Performance evaluation of CNN with respect to sample length and model structure using DHS data in terms of the distribution of AUCs across 256 experiments. (A) The effect of sequence length. (B) The effect of kernel number. (C) The effect of neuron number. (D) The effect of kernel window size. (E) The effect of sample length and DNN model structure. (F) The performance comparison of DNN versus CNN.

3.4 Comparison of CNN with Conventional Learning Methods with HMS and DHS Data

We have shown that CNN models with HMS and DHS data could make very promising predictions for diverse TFs. In this section, we evaluated whether conventional learning methods can get such predictions compared to CNN. As we showed that for DHS and HMS, the longer the sequence length was, the better the model performed. Here all sample lengths used were set as 101 bp. We adopted the popular k-Nearest Neighbor (kNN), Logistic Regression (LR) and Random Forest (RF) for this task. The best hyper-parameters of these methods were also chosen according to the performance on testing set (Methods and Supplementary Information). In both HMS and DHS cases, CNN perform significantly better than conventional classifiers in term of the distribution of AUCs across 256 experiments (Fig. 5). This was not surprisingly, as deep learning models could automatically extract high-level features in the DHS or HMS data due to its elaborate architectures. We note that most conventional learning methods are shallow models, which limited their performance. Taken together, our study suggests that CNN model is a more reliable tool for predicting the TFBSs by integrating these three types of data.

Fig. 5.
figure 5

Comparison of CNN with conventional learning methods in terms of the distribution of AUCs across 256 experiments. KNN: k-Nearest Neighbor; LR: Logistic Regression; RF: Random Forest.

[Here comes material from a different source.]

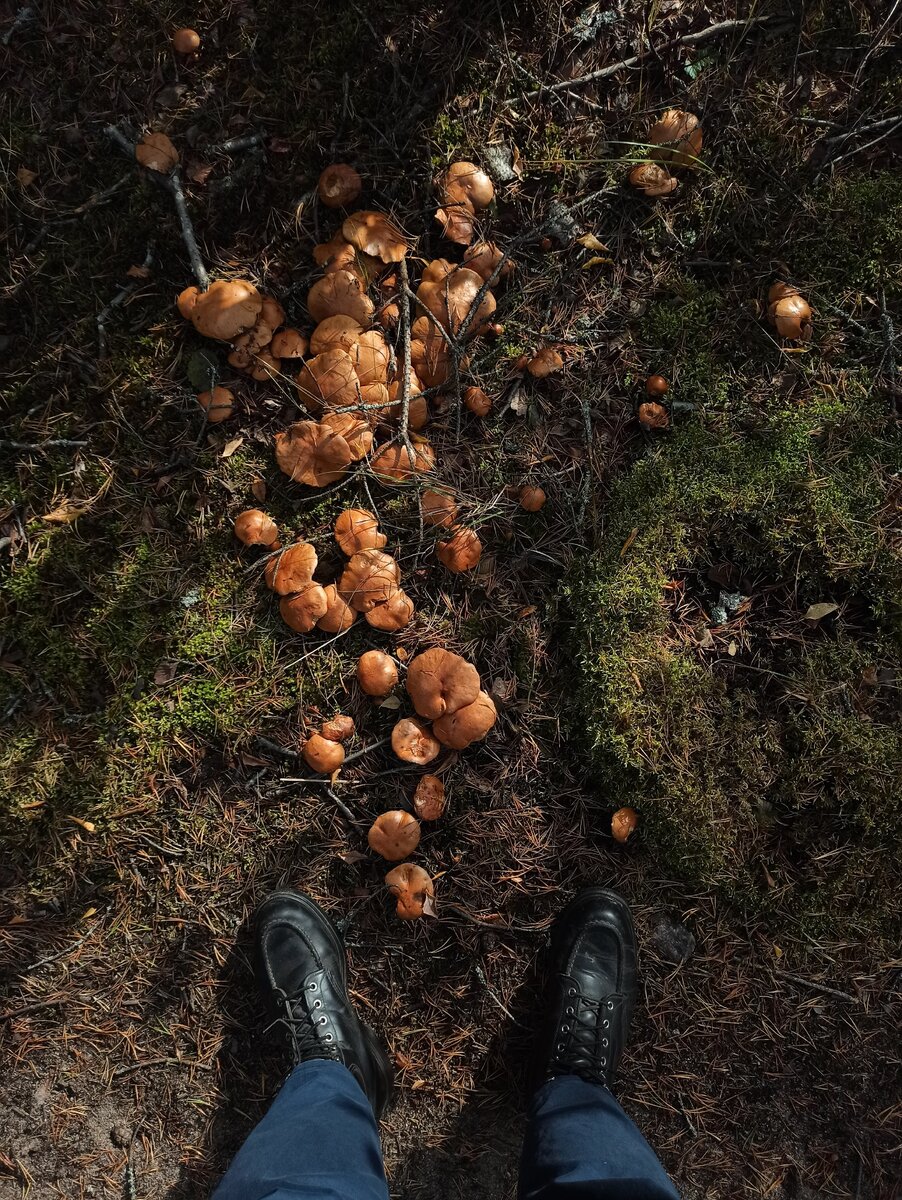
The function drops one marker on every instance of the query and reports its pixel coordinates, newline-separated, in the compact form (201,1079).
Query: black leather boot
(302,969)
(591,989)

4 Conclusion and Discussion

In this work, we systematically explored the effects of epigenomic information from the chromatin accessibility and histone modifications data on the basis of a series of CNN architectures. We suggest an integrative CNN framework to combine primary DNA sequence, DHS and HMS data to predict cell type-specific TFBSs. Thorough evaluation demonstrate that the integrative framework show much better performance than using primary DNA sequence data only.

Chromatin accessibility and histone modifications are critical factors enabling the binding of TFs to their target genes. Chromatin accessibility has been widely used in conventional methods. But conventional methods required a lot of time for large input data and they used low resolution canonical features. Thus, we expect to improve discrimination ability through deep learning approach by automatically extracting efficient features. Histone modifications data is less used in TFBSs prediction than chromatin accessibility. The reason is that DNase-seq can give base pair resolution whereas DNA sequence was nicked, histone modification ChIP-seq gives a region where protein interacting with DNA sequence, so it only gives low resolution information compared to DNase-seq data. Besides DNA sequence and DHS data, we suggest that the HMS data can also provide extra context information despite of the low experimental resolution. In short, our work suggests combining more data in deep learning model may be beneficial.